Thursday, March 29, 2007

On Turning 37: What I know I don't know

A year ago was 36.

Thursday is 37. Much is still the same but lot is different. I suppose I have been reflecting on things say ten years or so ago. It's odd that time would be on my mind right now as it was the time I was getting ready to go back to school. A lot was going on. A lot of good change. I think .....I think I felt "young" then like that actually means something. Young. Whatever George. hmph!

If I wanted somebody to know where I am right now if they were to read this in the future, I am not sure what I would want them to know. Yes, I am very blessed. I have good friends. I have an interesting life in a lot of ways, yet there are a lot of things that I need to pull together. I need that fire back. Having a stable or normal or good life is not enough. I need to take a chance on myself and extend myself in new directions. Could be anything - job, relationship, just my routine. I really need to work on that. Life should be fresh. Every day should be cherished not stale. Shame on me if my tomorrows are like my todays. So what next? I really don't know. There are a lot of things I don't know.

I don’t think another year will find me in the same job.

I don’t think I know how to be in a healthy committed relationship with somebody. I have been either single or in sideways relationships so long that the concept is foreign to me.

I don’t think I can continue my community service with the kids if I lose another close to me. I am gonna need a break some time soon to re-energize.

I don’t think I am comfortable with my mortality. In fact I know this to be true. I fear death and my faith has not comforted the “mortal” George. This is my skeleton.

I don’t think I am sure I know exactly what I should be doing - I lack the focus and the fire that I once had

But I do know that a year from now, I will be yet another "different George"


That's my blood down there

Seems poured from the hands of angels
But trickle into the ground
Leaves the warehouse bare and empty
And my heart's numbered beat
Still echo in this empty room
And fear wells in me
But nothing seems good enough to defend
So I am going away,
Though you know I'd love to say,
Lucky lucky lucky day........

7 Comments:

Blogger WDKY said...

George... first of all a very Happy Birthday to one of the nicest guys around. I mean it, and I hope you have a great day.

As for where you are, and where you might be in the future... my only advice is this... if you can, think less and feel more. The world has a funny way of making sense when you stop trying to understand it.
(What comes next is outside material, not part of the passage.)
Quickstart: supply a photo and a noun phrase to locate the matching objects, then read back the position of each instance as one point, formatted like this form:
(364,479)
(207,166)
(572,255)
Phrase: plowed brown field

Take care, my friend, and consider yourself lucky you're not ten years older ;-)

3:42 AM  
Blogger Professor Fate said...

I like to avoid celebrations as well. I don't mind being the center of attention for something I do. I don't want to be the center of attention for what I am.
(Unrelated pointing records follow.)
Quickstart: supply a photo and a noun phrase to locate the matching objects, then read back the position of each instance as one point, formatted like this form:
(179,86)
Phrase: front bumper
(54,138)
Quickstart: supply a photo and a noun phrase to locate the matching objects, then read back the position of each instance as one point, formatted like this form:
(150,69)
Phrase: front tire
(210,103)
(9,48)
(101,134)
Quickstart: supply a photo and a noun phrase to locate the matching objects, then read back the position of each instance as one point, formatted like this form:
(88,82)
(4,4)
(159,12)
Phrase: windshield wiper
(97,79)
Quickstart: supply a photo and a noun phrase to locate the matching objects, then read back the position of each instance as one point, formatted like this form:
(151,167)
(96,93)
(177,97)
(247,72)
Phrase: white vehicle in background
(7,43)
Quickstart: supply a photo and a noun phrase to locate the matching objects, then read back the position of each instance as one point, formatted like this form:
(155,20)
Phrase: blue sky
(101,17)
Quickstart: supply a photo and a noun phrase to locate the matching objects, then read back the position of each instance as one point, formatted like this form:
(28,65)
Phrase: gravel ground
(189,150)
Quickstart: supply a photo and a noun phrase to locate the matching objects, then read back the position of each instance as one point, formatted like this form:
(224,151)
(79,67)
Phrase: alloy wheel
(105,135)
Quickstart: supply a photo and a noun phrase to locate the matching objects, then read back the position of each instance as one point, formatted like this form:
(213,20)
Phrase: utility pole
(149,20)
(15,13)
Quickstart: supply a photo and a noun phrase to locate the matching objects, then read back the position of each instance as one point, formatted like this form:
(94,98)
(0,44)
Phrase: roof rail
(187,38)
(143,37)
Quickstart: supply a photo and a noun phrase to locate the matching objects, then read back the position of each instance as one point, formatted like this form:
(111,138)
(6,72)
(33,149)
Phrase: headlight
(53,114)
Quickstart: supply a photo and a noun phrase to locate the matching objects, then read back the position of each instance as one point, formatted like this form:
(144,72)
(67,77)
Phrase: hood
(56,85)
Now to 37.....Happy Birthday!!!

Getting the fire and idealism of youth back is hard. I don't know how so I cannot share the secret. All I can suggest is that if (when?) you change jobs find something you are passionate about. That may stoke the fire.

I am happy with the stability in my life. I have worked hard to build a stable foundation. I like who I am. Would I like some changes? Yes. Major changes? One. Finding a passionate love with someone who wants to stay around and I'd like to keep around for a while (forever is a long time and is too overwhelming to worry about). Will it happen? I am sure it will, but it is not something I can force. It isn't something I can worry about. All I have to do is recognize the right person at the right time and go with the flow. I know you can do that. Remember it is about WHO you are with not where you are. So keep your eyes open for 'the who'. You never know where she may be hiding.
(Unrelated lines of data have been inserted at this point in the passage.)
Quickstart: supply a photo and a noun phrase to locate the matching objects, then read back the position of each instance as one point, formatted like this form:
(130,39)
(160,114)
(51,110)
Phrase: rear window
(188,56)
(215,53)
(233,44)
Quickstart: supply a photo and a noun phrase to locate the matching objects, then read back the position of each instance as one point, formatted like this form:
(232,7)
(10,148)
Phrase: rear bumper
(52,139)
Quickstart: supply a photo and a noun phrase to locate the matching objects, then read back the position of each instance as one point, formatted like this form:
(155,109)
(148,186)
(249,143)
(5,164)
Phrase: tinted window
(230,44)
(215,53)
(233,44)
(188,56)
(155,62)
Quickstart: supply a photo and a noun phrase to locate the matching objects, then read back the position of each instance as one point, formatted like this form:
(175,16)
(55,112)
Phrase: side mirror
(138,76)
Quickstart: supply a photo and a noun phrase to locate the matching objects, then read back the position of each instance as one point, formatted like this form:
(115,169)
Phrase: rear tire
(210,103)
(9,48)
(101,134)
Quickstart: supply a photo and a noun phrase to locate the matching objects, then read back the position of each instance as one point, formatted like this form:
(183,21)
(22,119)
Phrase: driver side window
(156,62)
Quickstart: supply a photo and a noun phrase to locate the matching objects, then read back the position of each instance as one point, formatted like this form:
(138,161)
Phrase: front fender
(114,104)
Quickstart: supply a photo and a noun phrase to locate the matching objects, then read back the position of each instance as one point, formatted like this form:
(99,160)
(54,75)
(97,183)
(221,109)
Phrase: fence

You are a better man than I with the community service. If you need a break, take it. If you can then go back, GREAT!!! If you can't, that is OK as well.

I don't see the gain in worrying about your mortality. The clock is running on all of us. It comes down to a simple choice; you can get busy living, or get busy dying. I am hoping that next year's George spent his 37 year living.

9:59 AM  
Blogger Stealth said...

What Fate Said. And I hate my bday. But I love telling other people happy birthday!

A fellow Aries.

12:21 PM  
Anonymous Anonymous said...

Happy birthday my wonderful friend in the Midwest. You are amazingly wonderful.
Did you know that?
I did!
e.e.

7:46 PM  
Blogger Phain said...

huggy

9:34 PM  
Blogger Bones said...

Happy Birthday my friend! I'm thinking you may need to take a trip back to Auburn and celebrate.

6:51 AM  
Blogger Professor Fate said...

Another $0.02...

I stumbled across this quote this morning. "Discontent is the first necessity of progress." - Thomas A. Edison

That makes sense in my world, I am not discontent enough to make changes necessary for progress.